Let's load the model and processor for OWLv2.

In [None]:
from PIL import Image
import requests

url = 'https://huggingface.co/datasets/huggingface/documentation-images/resolve/main/bee.jpg'
image = Image.open(requests.get(url, stream=True).raw)

In [None]:
from transformers import AutoProcessor, Owlv2ForObjectDetection
import torch
import numpy as np

processor = AutoProcessor.from_pretrained("google/owlv2-base-patch16-ensemble")
model = Owlv2ForObjectDetection.from_pretrained("google/owlv2-base-patch16-ensemble").to("cuda")

texts = [["a photo of a bee", "a photo of a bird"]]
inputs = processor(text=texts, images=image, return_tensors="pt").to("cuda")
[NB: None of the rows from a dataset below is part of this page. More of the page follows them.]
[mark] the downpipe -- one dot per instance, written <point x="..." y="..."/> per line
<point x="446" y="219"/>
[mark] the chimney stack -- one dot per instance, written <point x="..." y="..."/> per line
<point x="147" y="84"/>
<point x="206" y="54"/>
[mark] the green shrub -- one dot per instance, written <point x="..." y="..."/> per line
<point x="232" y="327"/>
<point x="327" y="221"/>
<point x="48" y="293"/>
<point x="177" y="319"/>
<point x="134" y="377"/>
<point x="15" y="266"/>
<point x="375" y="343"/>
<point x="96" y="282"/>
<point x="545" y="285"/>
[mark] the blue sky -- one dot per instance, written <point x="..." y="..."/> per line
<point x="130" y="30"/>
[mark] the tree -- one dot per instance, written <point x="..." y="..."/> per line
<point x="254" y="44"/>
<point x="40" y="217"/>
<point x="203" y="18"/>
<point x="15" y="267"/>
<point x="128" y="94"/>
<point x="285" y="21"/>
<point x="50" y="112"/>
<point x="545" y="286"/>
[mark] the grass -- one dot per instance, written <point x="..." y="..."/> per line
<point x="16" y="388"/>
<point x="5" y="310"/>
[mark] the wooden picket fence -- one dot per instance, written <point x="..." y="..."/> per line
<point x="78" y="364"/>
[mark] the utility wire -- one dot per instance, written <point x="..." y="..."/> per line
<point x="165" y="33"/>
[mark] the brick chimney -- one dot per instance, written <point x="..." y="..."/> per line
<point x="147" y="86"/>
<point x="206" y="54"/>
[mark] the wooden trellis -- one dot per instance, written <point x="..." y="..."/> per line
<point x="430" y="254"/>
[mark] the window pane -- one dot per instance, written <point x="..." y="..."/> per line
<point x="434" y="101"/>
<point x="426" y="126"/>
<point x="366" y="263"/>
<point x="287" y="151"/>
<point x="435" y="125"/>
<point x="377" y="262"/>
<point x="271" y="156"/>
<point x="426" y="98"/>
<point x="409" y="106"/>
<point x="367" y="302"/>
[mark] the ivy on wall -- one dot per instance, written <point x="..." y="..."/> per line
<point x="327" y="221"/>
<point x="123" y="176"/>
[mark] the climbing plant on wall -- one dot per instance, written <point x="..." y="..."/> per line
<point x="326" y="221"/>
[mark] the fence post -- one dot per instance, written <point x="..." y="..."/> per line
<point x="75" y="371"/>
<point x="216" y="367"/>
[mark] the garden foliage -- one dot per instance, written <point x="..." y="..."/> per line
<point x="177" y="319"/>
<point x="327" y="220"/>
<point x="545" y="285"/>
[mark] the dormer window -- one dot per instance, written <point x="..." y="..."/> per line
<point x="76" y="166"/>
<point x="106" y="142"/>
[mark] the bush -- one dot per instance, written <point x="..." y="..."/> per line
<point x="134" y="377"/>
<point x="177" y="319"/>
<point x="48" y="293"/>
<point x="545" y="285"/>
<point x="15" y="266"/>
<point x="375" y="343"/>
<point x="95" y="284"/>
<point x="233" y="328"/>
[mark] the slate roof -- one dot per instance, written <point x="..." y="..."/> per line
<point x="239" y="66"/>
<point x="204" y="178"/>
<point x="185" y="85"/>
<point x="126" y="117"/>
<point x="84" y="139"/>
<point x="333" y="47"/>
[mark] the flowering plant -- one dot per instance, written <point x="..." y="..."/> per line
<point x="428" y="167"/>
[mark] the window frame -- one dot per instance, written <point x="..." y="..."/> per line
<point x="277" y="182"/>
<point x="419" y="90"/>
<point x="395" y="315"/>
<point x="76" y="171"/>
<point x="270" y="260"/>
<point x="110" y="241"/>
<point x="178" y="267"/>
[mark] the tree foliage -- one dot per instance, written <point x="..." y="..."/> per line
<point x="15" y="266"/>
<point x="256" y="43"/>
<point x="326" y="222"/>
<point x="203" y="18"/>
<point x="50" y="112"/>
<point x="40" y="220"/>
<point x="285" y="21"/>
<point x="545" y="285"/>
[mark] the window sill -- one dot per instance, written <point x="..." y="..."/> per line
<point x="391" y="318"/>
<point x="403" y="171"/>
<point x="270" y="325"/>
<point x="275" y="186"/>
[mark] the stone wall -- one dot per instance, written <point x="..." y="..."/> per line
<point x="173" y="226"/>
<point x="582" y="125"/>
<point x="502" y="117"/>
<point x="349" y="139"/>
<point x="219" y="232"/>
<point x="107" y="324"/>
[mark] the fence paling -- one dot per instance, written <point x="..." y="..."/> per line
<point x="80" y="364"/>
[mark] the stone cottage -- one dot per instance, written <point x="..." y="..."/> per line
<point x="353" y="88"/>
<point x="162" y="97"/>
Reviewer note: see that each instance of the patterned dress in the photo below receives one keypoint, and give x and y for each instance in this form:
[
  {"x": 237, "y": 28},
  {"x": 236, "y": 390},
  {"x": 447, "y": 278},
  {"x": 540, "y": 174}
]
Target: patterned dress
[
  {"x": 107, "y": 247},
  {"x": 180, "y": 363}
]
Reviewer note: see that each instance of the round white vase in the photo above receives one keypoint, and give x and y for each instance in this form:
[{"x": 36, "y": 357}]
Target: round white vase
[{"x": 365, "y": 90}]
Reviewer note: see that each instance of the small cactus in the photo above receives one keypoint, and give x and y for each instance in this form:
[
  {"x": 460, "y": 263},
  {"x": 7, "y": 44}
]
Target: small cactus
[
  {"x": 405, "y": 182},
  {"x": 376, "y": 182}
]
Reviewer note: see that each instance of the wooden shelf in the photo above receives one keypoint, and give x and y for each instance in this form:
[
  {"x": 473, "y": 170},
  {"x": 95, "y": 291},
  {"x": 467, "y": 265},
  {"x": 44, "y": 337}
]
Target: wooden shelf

We can now get to benchmarking. We will benchmark the model itself and the compiled model.

In [None]:
starter, ender = torch.cuda.Event(enable_timing=True), torch.cuda.Event(enable_timing=True)
repetitions = 30
timings=np.zeros((repetitions,1))

for _ in range(10):
    _ = model(**inputs)

with torch.no_grad():
    for rep in range(repetitions):
        torch.cuda.synchronize()
        starter.record()
        output = model(**inputs)
        ender.record()
        torch.cuda.synchronize()
        curr_time = starter.elapsed_time(ender)
        timings[rep] = curr_time

mean_syn = np.sum(timings) / repetitions
print(mean_syn)


In [None]:
starter, ender = torch.cuda.Event(enable_timing=True), torch.cuda.Event(enable_timing=True)
timings=np.zeros((repetitions,1))

compiled_model = torch.compile(model, mode="reduce-overhead").to("cuda")

for _ in range(30):
  with torch.no_grad():
    _ = compiled_model(**inputs)


with torch.no_grad():
    for rep in range(repetitions):
        torch.cuda.synchronize()
        starter.record()
        output = compiled_model(**inputs)
        ender.record()
        torch.cuda.synchronize()
        curr_time = starter.elapsed_time(ender)
        timings[rep] = curr_time

mean_syn = np.sum(timings) / repetitions
print(mean_syn)

We got nearly 40 percent speed-up! You can try bigger models and see how much speed-up you can get.